John, I think my layout posted does most of those, but please let me know if otherwise. I do have vertical storage still in the wood shop, but at our first expansion that coudl be moved out to make way for more/better woodworking equipment
I hate to continue to make this thread tangential to it’s subject like but I want to add to this:
Can “we” please design the handheld part of the new woodshop dust vacuum with a slim extension tube just like a shopvac? In our current shop the actual shopvac never seems to be nearby or requires plugging in and dragging around. The handheld vacuum tube is 5-6" and awkward to use on the floor and in nooks and crannies. I am an old man that doesn’t like bending over but really likes a squeaky clean workshop - two things that are at odds with each other.

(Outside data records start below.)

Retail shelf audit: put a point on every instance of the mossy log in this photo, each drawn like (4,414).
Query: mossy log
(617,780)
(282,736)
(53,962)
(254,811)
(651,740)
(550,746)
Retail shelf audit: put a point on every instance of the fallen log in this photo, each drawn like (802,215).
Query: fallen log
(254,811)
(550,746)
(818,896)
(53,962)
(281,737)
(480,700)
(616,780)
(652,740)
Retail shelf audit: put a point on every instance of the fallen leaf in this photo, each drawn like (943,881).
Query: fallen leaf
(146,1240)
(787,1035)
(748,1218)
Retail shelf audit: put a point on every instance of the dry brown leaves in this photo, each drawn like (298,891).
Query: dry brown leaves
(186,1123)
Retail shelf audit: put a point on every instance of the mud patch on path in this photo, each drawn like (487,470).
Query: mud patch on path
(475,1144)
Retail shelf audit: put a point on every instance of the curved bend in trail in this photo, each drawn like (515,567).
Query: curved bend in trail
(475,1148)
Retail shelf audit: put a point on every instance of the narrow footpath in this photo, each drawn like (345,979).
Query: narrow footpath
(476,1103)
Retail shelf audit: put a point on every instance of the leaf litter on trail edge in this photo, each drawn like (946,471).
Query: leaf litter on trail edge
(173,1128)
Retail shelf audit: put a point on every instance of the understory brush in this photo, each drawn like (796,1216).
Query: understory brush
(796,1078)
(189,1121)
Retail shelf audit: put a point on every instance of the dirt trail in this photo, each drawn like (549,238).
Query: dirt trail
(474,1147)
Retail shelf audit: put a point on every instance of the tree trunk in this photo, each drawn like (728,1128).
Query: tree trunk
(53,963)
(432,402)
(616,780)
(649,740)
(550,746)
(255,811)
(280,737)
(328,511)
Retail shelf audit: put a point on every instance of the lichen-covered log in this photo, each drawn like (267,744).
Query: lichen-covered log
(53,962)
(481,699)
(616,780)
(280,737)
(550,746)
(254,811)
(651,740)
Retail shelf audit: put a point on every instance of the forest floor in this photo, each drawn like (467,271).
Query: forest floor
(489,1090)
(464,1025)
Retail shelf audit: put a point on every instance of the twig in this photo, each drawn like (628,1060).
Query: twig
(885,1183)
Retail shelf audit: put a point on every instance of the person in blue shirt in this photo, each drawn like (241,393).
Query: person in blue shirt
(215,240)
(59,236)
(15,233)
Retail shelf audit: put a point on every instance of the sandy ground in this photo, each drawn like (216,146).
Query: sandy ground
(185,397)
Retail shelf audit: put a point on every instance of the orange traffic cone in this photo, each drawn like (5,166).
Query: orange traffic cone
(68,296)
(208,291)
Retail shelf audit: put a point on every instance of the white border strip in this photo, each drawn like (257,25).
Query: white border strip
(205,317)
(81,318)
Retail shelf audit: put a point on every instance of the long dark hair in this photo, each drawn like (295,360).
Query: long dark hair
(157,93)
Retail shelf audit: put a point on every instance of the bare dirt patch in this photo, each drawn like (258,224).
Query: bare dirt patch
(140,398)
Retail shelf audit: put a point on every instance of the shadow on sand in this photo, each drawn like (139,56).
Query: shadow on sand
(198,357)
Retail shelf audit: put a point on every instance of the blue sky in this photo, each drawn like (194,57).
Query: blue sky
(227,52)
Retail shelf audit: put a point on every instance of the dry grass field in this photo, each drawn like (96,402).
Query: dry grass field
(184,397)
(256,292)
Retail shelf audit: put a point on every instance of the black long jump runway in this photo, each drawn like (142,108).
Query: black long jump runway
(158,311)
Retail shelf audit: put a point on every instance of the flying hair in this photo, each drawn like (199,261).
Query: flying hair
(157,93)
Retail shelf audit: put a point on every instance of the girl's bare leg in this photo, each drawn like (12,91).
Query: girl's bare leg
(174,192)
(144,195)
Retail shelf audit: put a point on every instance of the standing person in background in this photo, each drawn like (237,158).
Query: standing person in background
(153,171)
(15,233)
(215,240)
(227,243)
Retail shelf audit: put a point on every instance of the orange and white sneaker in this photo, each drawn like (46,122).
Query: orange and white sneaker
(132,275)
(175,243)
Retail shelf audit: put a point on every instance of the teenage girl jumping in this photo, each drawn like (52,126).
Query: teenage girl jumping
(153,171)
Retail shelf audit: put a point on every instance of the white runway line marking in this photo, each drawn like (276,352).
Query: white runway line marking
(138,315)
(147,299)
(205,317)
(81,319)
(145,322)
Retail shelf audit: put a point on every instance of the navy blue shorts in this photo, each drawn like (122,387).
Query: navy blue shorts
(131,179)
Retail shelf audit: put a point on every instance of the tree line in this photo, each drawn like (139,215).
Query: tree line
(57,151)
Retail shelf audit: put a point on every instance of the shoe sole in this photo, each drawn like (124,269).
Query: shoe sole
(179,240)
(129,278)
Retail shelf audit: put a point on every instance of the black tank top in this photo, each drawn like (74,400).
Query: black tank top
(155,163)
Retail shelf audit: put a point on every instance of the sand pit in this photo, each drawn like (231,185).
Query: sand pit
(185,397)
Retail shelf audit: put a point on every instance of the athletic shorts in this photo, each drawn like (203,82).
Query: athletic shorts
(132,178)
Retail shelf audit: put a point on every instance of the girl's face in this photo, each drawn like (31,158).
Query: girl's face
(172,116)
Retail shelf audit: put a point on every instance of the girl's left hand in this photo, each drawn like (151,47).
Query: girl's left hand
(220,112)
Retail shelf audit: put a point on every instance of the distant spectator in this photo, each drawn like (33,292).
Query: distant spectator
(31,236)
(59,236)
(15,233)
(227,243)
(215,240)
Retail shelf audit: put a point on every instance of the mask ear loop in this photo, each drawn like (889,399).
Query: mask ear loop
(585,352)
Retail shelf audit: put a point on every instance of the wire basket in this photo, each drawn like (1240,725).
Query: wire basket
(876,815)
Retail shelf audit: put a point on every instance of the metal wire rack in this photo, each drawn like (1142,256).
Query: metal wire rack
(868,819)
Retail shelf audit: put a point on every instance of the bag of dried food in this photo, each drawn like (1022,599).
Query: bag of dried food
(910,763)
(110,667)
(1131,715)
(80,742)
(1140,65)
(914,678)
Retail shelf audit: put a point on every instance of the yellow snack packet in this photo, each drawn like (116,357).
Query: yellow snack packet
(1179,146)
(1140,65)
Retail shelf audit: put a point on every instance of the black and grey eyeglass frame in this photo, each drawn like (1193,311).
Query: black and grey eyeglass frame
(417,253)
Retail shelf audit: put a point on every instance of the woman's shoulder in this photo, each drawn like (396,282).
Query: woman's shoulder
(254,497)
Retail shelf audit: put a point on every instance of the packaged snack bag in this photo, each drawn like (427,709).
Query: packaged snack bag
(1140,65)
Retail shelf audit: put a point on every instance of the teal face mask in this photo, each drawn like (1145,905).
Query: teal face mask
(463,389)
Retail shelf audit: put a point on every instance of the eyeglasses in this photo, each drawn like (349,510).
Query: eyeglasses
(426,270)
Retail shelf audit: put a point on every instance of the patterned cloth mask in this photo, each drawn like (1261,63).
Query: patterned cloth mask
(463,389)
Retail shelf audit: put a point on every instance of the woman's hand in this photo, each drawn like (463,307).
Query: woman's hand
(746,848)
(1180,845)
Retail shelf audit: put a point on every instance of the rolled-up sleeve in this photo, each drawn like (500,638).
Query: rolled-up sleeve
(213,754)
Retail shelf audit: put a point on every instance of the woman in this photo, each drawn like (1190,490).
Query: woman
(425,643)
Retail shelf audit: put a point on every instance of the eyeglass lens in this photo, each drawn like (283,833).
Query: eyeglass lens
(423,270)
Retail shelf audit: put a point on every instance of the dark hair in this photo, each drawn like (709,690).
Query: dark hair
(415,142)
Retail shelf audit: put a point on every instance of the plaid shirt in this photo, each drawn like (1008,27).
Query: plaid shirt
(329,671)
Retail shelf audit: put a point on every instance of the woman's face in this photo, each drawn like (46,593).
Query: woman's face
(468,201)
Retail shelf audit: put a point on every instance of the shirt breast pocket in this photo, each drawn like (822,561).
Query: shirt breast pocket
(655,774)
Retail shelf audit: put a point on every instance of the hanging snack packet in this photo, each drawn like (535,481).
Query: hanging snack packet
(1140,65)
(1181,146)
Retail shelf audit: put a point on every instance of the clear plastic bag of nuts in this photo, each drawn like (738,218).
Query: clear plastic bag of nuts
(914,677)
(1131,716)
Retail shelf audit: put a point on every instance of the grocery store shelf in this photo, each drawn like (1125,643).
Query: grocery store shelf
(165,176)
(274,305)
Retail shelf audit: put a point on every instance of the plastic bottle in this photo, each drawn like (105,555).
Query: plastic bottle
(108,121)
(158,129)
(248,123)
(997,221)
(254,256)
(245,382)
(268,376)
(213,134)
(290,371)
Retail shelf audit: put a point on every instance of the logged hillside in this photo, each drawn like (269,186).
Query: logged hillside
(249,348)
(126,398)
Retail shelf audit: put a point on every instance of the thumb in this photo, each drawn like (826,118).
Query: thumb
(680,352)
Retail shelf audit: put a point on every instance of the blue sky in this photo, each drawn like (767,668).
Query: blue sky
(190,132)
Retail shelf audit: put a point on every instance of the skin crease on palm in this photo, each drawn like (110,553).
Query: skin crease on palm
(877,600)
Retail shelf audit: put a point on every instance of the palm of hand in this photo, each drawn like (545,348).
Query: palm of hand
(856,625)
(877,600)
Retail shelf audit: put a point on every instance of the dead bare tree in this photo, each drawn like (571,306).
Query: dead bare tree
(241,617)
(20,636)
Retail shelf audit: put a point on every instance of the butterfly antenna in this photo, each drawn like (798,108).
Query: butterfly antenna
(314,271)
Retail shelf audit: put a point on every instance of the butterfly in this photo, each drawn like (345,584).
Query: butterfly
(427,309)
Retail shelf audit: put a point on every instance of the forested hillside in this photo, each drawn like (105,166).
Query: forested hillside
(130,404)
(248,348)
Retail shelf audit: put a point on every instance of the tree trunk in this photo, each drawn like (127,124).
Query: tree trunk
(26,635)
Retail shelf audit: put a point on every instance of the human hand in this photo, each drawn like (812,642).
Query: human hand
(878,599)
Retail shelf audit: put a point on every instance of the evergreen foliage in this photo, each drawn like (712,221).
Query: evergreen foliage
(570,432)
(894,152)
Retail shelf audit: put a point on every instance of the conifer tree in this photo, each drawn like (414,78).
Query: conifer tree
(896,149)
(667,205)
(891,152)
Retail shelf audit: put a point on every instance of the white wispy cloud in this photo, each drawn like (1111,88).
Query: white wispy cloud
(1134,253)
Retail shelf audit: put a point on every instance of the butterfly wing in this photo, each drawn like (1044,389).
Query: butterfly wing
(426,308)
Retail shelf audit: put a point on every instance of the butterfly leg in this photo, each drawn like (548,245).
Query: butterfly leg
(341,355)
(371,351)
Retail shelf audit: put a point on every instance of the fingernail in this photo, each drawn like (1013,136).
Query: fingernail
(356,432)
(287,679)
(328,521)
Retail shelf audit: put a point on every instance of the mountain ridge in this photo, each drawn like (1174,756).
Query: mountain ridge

Let’s design the duct collector to make us fall into a pit of success where the easiest and laziest cleaning can still result in the desired outcome.
Looking at the new plan, the only thing I would suggest is moving the “surface grinder” out of the metal lathe area into the welding area, and
moving the paint booth out of the welding area (maybe into the metal lathe area, as an exchange?).
That would get grit away from the lathe and mill, and flammable (or inflammable ; ) ) fumes away from the welders.
Again, thanks for the work you all are doing on this!
I sympathize with both the concept of a clean shop and the idea of not having to drag a 6" hose behind a dust collection “broom”.
We’re a maker space, lets “Roomba™-ize” a ShopVac™ and have it continually clean the floor!
Failing that, I wonder if a there is such a thing as a rechargeable shop vac?
This could be docked in a specific place for charging, but more easily moved around the space for cleaning.
Easier to find, easier to use!
My P.S. got left behind!
P.S. We could also consider simply hanging a shop vac broom on the wall, with a 2 1/4" (or whatever size) hose and an adapter
to the 6" DC ducting and plug the adapter into the nearest blast gate to clean a given area.
If we are set enough on the floor plan for the wood shop, I can turn my thoughts and design efforts to the wood shop dust collection system. I like the idea of smaller hoses for general clean up and small tools. Also some ideas about remote power, automated gates, etc are interesting.
I’ll look into this some and am open to all thoughts/opinions/input etc. If this becomes a hot topic, it should probably have its own thread....
The sooner the better in my opinion and you brim with energy and enthusiasm so I can’t think of a better person.